Here a cow, there a cow
The first clue that I was outside of Delhi was the appearance of random cows wandering the streets. Hindus believe in the sacredness of cows, and the people let the animals wander pretty much wherever they like. Despite knowing this, it was hard not to do a double take every time I saw one of those holy cows strolling down a busy street.

In the city of Agra, I learned how the wealthy Mughals lived at the Agra Fort. This seemingly never-ending fort is more like a walled city encased in huge ramparts that are visible from all over town.
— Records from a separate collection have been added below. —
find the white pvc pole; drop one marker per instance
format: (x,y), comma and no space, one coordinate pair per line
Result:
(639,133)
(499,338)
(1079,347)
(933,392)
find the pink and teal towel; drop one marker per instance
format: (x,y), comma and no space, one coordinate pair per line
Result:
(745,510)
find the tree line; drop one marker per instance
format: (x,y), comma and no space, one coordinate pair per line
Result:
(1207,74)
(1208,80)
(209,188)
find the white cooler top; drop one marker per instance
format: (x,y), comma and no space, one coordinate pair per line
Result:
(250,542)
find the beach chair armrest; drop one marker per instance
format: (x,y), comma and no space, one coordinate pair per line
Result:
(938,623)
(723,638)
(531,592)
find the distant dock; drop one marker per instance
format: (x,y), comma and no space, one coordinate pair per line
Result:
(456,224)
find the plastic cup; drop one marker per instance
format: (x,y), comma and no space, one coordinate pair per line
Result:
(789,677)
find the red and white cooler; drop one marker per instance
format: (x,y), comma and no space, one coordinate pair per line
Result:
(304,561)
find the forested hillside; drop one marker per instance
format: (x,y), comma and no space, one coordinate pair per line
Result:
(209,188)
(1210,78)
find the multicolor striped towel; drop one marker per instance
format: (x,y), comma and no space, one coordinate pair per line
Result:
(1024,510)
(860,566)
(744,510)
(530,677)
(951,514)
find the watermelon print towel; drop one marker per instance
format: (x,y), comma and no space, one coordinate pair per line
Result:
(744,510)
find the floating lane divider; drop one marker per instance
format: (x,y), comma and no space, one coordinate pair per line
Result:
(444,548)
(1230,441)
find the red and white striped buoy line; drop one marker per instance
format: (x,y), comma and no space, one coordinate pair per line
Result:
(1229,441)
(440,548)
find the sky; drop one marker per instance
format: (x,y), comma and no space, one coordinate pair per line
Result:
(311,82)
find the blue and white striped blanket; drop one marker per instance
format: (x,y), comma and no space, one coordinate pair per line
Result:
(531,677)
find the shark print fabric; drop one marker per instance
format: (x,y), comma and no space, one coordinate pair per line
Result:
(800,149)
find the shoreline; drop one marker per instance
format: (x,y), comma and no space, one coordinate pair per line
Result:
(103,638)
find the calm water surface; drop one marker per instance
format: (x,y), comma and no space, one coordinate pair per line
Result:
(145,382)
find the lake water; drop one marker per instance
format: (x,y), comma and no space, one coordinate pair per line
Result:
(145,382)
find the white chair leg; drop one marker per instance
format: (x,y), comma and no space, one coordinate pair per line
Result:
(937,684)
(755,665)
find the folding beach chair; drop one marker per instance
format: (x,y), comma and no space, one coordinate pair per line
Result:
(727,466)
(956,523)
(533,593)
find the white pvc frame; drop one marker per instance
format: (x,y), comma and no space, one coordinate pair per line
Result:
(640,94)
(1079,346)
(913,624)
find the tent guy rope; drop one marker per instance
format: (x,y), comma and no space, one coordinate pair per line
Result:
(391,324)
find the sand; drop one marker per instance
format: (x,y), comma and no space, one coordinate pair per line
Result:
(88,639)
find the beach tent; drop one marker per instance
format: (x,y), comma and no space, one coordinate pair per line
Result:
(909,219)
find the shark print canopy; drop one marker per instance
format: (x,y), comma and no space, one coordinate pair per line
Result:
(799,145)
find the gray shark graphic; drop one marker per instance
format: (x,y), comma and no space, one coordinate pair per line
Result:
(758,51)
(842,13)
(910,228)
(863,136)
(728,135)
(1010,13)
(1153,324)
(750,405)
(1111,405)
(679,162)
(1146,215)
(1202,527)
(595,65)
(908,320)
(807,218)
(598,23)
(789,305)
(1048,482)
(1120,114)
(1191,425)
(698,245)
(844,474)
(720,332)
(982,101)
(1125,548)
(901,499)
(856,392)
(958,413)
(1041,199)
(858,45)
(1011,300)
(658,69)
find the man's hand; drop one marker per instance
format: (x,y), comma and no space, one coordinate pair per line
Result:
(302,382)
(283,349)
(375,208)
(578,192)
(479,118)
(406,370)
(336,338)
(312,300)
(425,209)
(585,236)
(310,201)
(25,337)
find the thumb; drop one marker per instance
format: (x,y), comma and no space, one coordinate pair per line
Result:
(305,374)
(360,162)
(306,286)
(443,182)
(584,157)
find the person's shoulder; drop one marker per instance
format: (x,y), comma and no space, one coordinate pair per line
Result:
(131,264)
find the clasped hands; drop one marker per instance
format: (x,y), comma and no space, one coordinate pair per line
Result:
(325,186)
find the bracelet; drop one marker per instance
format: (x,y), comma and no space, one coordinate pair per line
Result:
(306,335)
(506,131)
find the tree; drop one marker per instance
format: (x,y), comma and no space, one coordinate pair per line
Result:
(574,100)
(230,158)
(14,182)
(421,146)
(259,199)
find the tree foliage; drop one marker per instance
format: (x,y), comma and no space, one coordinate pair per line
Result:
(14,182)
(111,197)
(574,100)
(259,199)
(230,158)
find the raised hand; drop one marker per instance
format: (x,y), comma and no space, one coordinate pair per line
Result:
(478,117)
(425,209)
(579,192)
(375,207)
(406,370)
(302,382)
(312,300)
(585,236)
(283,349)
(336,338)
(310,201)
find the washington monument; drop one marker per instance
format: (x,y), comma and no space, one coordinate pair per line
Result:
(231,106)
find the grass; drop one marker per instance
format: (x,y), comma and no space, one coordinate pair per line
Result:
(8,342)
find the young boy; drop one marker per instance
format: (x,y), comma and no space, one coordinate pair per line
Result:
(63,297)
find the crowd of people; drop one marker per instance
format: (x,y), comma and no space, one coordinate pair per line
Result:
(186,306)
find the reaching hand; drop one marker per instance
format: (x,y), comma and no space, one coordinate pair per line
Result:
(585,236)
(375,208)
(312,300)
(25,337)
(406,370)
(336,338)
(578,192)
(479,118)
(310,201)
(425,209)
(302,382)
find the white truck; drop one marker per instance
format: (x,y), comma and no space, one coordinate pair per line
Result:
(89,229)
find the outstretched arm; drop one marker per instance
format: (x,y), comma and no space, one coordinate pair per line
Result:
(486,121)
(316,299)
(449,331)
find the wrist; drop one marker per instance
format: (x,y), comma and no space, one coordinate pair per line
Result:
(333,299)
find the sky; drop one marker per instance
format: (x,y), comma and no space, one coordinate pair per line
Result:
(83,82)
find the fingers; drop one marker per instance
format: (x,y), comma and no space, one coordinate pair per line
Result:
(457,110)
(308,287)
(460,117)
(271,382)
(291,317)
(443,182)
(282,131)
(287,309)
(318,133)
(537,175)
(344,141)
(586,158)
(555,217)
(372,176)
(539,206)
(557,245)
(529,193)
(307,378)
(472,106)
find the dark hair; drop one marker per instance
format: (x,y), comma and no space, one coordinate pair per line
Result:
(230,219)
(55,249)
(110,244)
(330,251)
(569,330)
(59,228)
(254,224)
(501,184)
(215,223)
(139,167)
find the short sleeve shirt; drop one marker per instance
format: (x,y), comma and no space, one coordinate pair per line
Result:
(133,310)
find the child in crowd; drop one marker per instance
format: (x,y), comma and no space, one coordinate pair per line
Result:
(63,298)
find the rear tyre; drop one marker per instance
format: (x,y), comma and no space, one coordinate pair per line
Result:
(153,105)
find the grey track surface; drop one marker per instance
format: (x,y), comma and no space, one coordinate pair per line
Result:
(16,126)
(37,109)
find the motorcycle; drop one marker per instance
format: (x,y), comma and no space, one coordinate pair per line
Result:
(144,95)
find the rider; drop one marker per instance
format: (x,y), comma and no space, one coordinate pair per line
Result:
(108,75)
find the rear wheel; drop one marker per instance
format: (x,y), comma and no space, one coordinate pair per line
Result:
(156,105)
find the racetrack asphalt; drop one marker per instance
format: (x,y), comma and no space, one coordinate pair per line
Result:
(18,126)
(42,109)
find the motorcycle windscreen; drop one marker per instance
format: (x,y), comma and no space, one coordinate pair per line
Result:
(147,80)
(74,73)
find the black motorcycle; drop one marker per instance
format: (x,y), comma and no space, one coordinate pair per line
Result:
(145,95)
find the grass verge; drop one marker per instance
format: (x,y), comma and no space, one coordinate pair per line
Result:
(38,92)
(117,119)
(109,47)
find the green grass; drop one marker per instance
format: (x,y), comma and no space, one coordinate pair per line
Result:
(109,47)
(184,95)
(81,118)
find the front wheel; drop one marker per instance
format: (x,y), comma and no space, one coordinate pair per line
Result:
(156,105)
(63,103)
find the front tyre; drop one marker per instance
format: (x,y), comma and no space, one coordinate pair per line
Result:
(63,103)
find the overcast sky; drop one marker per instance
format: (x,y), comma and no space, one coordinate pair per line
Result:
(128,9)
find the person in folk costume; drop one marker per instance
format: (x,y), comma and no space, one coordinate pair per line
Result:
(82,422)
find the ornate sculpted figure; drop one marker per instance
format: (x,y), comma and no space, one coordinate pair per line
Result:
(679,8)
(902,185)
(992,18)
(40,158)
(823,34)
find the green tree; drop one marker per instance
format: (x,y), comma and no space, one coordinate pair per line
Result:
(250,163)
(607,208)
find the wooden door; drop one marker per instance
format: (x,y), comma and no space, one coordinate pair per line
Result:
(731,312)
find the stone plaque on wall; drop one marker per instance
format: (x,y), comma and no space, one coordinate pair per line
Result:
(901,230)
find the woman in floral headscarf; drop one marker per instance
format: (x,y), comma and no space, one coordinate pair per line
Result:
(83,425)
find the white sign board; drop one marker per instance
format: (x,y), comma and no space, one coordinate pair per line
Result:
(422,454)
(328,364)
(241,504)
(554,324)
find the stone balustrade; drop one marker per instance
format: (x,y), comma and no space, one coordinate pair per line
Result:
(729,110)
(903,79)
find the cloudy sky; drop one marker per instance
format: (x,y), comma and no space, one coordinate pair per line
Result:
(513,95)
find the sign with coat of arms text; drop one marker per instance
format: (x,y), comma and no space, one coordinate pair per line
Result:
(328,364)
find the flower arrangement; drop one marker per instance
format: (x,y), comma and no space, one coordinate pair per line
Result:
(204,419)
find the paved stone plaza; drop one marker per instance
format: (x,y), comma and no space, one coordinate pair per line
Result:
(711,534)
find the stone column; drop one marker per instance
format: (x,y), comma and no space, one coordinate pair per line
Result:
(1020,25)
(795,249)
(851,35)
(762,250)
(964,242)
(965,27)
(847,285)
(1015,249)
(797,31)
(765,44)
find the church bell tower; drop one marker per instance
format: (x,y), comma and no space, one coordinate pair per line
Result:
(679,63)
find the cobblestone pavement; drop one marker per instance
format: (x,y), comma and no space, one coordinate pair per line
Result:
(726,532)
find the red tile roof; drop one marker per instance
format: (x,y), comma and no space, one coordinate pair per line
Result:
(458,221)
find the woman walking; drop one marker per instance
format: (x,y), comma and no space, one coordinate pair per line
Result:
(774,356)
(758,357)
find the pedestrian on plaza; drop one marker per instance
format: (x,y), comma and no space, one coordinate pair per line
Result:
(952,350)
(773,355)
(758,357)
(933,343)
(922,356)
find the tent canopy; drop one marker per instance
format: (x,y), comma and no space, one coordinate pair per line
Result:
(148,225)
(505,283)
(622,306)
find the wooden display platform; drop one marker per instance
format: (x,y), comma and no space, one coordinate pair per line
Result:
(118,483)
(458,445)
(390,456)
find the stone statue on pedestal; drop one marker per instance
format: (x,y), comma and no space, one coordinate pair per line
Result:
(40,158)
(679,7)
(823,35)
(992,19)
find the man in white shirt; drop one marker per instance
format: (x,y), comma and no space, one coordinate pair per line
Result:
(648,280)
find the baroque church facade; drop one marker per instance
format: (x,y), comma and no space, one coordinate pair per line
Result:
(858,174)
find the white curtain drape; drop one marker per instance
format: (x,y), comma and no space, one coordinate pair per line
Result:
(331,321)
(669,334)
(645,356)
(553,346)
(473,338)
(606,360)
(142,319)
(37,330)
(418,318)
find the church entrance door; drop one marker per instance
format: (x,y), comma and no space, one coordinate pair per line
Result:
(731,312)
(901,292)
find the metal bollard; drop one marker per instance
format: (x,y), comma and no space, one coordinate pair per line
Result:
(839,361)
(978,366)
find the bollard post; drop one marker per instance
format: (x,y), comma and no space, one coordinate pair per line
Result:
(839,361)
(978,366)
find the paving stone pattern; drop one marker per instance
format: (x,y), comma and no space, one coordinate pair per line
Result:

“The forts that we see in India are fort palaces where the royal families would live,” said Bahal. “This fort had great defenses with a moat that used to have crocodiles. Unfortunately for the rulers, all you had to do was pay someone to open the fort’s front door, and you could easily attack them.”

The 16th-century fort, originally built by Akbar the Great, showed off the Mughal Empire’s wealth with a marble palace, decorative pavilions and a maze of rusty red sandstone rooms. It was easy to imagine the Mughal emperors looking out over the surrounding area with pride from this impressive fort.

At sunrise the next day, I climbed onto a horse-drawn carriage to see the Taj Mahal in the early morning light. I had eagerly anticipated this day since I first learned of my trip to India.

“I assure you that no photographs will do it justice,” said Bahal as we prepared to enter the gates to the Taj Mahal. “The Taj Mahal has to be felt and absorbed. It was built by an emperor who was in love with beauty and art.”

At once daintily graceful and extremely powerful, the Taj Mahal requires time to gaze at its magnificence. I watched in wonder as the morning sunlight brightened the luminescent mausoleum more and more, causing inlaid precious stones to sparkle in a dazzling effect. Eventually, I slowly walked up the lengthy path to the Taj Mahal while admiring the mirror image of the mausoleum reflected in the site’s pool.

The Taj Mahal’s dark interior reminded me of the love story that was responsible for the grand structure. Sha Jahan memorialized his beloved wife with this white marble tomb as an enduring sign of his love that would last long after his death.

That evening, I left the land of the ancient Mughals for the Rajput-ruled city of Jaipur.